• Come on, Phil, there was no reason to hit Agile quite that hard; after all, anyone who understands development knows that Agile is vacuous anyway, just a silly misunderstanding of principle of economy of effort wrapped up with a little pseudo-psychological lunatic sociology jargon to convince people that it's useful do it faster by not bothering to try to do it right, and people who aren't bright enough to understand development aren't bright enough to understand your editorial either.

    It was great to read - so cheering to see that someone is still batting for technical ability against the fitting face; but I hope that the days of the misfit are not over. Misfits cause change; since our systems are not perfect we need change; so lets have more misfits. It's probably a forlorn hope: in the early 2000s I and my people wasted time skimming hordes of irrelevant CVs because recruitment agencies were incapable of understanding that a developer doesn't become competent by churning out the same old muck year after year and never getting out of step with the organisation, but by doing new and different things so that he or she can find out what works best and what doesn't, and people who want to do new and different things - well, they won't fit in socially, will they, because they will argue about being required to do what they are told without being able to question anything.

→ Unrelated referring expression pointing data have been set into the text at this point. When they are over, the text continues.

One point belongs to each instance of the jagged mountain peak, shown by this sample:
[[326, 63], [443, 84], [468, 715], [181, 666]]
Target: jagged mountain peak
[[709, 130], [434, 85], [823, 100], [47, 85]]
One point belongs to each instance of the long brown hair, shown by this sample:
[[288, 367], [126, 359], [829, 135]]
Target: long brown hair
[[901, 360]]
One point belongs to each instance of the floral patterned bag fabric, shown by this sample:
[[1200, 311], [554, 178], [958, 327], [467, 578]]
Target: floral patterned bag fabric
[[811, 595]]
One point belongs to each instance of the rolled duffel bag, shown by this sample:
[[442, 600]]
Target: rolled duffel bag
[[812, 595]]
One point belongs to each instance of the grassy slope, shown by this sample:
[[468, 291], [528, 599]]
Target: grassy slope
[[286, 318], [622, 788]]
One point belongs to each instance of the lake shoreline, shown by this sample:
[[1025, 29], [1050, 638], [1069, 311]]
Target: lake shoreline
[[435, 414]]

    edit: I perhaps shouldn't be so nasty about agile. If divorced from the idea that someone must have the right social habits in orer to participate, and done right instead of sloppily, it might even make sense; it wouldnt then be much different from doing the minimal viable amount at each stage, which of course was a well understood design, development, validation, and release method long before the name "agile" was invented - sufficiently well understood that, unlike many brands of snake oil, it wasn't hyped as a panacea.